Zhang is the project’s chief scientist and came on board after more than three decades of studying, working and living overseas.

After graduating with a bachelor’s degree in astronomy from Nanjing University in eastern China about 40 years ago, Zhang went on to earn his PhD in geophysics and space physics from the University of California, Los Angeles.

That was followed by three years of postdoctoral research at the University of Cambridge in Britain and a tenured position at the University of Exeter, where he settled down. “Exeter is a quiet and beautiful town. I love it there,” he said.

Zhang Keke’s research has taken him around the world since he graduated with degree in astronomy from Nanjing University about 40 years ago. Photo: Zhang Keke

His career revolved around the physical properties of planets, both terrestrial and gaseous, with studies into their structure, dynamics, gravity, and magnetic fields.

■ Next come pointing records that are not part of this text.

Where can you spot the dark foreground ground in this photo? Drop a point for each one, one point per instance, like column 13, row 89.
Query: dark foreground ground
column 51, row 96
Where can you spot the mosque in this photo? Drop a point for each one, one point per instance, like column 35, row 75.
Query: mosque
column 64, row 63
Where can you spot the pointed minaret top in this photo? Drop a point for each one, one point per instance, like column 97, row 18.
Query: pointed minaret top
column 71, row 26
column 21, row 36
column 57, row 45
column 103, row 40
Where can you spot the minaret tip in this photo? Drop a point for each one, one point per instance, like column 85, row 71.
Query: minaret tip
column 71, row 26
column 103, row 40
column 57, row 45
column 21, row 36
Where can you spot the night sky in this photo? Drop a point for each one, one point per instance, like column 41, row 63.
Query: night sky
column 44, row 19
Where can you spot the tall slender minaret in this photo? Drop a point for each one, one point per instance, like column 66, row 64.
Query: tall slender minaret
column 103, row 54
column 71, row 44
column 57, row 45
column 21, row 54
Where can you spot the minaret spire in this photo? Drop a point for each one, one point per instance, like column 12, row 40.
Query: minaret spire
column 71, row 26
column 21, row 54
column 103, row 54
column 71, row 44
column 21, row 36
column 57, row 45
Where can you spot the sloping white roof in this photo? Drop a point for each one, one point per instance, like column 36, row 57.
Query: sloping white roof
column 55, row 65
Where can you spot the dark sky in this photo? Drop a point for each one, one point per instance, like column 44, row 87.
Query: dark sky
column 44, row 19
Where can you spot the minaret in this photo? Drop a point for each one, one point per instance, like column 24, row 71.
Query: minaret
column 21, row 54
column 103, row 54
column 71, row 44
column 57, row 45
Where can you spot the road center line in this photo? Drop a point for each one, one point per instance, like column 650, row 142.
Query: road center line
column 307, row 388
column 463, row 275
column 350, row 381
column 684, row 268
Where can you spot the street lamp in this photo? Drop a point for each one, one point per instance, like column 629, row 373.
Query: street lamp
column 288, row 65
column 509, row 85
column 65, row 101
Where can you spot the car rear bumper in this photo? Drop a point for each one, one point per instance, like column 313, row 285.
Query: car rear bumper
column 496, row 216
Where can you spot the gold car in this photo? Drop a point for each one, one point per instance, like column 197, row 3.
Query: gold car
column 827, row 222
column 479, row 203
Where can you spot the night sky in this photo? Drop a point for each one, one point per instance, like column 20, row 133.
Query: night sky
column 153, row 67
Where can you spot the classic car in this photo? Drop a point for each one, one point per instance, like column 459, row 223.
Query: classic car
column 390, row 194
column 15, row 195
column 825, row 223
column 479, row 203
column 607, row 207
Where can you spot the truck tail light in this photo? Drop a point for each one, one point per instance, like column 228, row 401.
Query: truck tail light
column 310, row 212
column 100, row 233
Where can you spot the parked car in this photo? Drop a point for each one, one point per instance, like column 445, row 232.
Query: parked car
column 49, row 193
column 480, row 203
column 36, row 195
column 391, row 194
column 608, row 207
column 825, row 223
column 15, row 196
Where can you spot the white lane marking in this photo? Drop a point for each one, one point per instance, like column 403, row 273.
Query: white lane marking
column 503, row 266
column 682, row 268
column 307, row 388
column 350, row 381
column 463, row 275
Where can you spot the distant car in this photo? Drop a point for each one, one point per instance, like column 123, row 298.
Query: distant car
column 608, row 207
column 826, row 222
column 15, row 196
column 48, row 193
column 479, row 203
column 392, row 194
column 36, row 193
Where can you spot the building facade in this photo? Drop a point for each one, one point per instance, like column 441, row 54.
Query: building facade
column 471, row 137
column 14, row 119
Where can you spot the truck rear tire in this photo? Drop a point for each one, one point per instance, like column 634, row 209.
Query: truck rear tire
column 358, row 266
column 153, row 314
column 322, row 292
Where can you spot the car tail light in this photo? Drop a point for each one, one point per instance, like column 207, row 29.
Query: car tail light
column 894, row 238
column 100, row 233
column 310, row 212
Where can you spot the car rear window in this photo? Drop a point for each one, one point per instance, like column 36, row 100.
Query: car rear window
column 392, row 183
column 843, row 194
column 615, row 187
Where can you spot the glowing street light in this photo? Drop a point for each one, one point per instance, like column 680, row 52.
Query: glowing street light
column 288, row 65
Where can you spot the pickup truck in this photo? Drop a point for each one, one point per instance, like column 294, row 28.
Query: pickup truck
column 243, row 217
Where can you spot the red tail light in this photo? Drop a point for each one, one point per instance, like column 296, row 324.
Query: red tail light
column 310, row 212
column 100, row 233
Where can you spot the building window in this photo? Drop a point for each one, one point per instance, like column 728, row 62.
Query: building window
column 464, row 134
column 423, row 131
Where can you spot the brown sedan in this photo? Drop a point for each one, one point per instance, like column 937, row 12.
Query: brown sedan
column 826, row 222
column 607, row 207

For instance, on one project Zhang and colleagues used radio signals collected by the Galileo space probe to show that Ganymede, Jupiter’s largest moon, probably has a metallic core similar to that of Earth, making it the only moon in the solar system with its own magnetic field.

In the summer of 2018, Zhang was invited to visit Macau and help establish a new research unit: SKLplanets at MUST. When the lab opened that October, it became China’s first state key lab in the field, and Zhang was its founding director.

“At that time I thought everything was part-time,” Zhang recalled.

He continued travelling between Macau and Exeter to meet his commitments but when the coronavirus hit, it became obvious that splitting time between the two places was no longer an option. He had a decision to make.

In 2020, he quit his job at the University of Exeter and joined MUST as a full-time chair professor.

The decision came at some personal financial cost but also offered professional gain – he said that if he had stayed in Britain, he would have had little chance to chair such a big, well-funded and scientifically significant project.

“I lost something, but I also gained something,” Zhang said.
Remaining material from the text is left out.